The present registered agent of the corporation is THE PRENTICE-HALL CORPORATION SYSTEM, INC. and the present registered office of the corporation is in the County of Kent.

The Board of Directors of RAILROAD FRICTION PRODUCTS CORPORATION by the unanimous written consent of its members, filed with the minutes of the board, adopted the following resolution:

Resolved, that the registered office of RAILROAD FRICTION PRODUCTS CORPORATION in the State of Delaware be and it hereby is changed to No. 100 West Tenth Street, in the City of Wilmington, County of New Castle, and the authorization of the present registered agent of this corporation be and the same is hereby withdrawn, and THE CORPORATION TRUST COMPANY, shall be and is hereby constituted and appointed the registered agent of this corporation at the address of its registered office.
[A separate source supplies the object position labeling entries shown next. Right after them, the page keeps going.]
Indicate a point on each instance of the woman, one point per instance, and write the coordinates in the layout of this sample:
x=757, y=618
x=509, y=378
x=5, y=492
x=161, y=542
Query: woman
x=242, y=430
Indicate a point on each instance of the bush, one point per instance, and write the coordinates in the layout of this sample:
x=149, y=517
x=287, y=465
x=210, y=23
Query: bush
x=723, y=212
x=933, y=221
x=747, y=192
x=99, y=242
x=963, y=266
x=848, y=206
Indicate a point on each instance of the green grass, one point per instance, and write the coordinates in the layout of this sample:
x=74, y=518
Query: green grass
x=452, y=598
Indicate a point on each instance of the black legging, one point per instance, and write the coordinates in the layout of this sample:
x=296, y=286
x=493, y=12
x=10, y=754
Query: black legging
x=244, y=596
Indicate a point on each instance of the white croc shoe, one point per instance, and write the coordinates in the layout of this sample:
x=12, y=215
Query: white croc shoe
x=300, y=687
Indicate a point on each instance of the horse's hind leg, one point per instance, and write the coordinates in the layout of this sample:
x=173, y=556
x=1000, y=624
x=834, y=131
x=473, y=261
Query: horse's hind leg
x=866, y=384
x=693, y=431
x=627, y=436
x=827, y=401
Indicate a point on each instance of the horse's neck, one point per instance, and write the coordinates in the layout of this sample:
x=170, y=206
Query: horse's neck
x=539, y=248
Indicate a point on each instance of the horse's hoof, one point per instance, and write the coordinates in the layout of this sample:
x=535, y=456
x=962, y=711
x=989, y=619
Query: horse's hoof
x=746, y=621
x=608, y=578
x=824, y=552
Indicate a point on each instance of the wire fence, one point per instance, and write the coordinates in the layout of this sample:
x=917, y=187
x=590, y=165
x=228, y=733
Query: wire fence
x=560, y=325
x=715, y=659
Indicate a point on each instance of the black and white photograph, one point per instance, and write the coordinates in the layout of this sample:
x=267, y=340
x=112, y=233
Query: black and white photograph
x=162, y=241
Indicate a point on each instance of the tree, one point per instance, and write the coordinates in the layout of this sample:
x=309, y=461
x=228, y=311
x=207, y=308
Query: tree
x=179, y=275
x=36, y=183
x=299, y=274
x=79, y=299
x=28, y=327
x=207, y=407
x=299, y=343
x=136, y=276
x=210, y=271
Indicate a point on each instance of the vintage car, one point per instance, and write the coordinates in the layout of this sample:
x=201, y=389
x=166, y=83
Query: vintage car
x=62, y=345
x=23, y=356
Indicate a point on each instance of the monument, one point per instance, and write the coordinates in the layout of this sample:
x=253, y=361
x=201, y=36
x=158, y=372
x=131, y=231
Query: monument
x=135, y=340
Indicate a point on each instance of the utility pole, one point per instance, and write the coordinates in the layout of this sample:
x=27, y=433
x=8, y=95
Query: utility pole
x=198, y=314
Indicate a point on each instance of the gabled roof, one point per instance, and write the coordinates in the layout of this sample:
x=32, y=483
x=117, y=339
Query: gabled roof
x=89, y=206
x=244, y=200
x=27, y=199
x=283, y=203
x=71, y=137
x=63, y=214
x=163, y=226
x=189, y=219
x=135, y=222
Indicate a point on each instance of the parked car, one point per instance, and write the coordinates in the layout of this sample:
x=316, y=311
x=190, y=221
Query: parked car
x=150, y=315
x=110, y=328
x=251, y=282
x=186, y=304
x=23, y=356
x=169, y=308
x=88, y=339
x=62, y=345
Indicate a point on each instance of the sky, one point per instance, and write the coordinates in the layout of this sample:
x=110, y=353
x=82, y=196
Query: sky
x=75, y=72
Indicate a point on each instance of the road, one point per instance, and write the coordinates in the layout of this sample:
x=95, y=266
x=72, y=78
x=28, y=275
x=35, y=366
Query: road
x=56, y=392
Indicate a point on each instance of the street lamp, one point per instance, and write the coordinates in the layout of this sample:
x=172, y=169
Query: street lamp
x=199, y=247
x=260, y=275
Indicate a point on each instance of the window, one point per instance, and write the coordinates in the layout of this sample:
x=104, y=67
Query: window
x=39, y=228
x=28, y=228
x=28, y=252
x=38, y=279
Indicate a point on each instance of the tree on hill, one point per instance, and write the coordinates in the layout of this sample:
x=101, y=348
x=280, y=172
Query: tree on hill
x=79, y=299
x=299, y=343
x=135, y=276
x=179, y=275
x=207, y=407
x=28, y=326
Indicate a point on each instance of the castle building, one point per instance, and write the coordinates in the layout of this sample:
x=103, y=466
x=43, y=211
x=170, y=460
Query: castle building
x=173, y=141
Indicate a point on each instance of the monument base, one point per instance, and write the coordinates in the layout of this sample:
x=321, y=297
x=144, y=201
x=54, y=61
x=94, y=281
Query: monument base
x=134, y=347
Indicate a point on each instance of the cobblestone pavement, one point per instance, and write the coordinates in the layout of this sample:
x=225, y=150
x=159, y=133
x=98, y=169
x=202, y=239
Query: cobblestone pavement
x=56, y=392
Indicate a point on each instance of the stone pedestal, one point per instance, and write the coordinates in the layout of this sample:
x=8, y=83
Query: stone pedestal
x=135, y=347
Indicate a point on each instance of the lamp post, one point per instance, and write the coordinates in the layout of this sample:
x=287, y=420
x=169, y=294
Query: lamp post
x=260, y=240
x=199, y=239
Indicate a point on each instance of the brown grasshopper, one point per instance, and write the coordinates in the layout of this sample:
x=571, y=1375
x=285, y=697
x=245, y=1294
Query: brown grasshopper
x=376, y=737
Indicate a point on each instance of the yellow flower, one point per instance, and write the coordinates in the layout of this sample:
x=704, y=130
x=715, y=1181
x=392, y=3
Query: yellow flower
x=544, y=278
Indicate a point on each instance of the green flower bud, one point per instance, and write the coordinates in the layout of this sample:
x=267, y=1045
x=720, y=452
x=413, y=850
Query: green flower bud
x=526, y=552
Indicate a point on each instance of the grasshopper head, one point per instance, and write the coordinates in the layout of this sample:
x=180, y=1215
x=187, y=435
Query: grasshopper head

IN WITNESS WHEREOF, RAILROAD FRICTION PRODUCTS CORPORATION has caused this statement to be signed by W. I. Graham, its Vice-President and attested by Wayne Palmer, its Assistant Secretary, this 21st day of April 1978.

 

/s/ W. I. Graham

W. I. Graham. Vice-President

 

/s/ Wayne Palmer

Wayne Palmer, Assistant Secretary


CERTIFICATE OF CHANGE OF LOCATION OF REGISTERED OFFICE

AND OF REGISTERED AGENT

It is hereby certified that:

 

1. The name of the corporation (hereinafter called the “corporation”) is RAILROAD FRICTION PRODUCTS CORPORATION.

2. The registered office of the corporation within the State of Delaware is hereby changed to 2711 Centerville Road, Suite 400, City of Wilmington 19808, County of New Castle.

3. The registered agent of the corporation within the State of Delaware is hereby changed to Corporation Service Company, the business office of which is identical with the registered office of the corporation as hereby changed.

 

4. The corporation has authorized the changes hereinbefore set forth by resolution of its Board of Directors.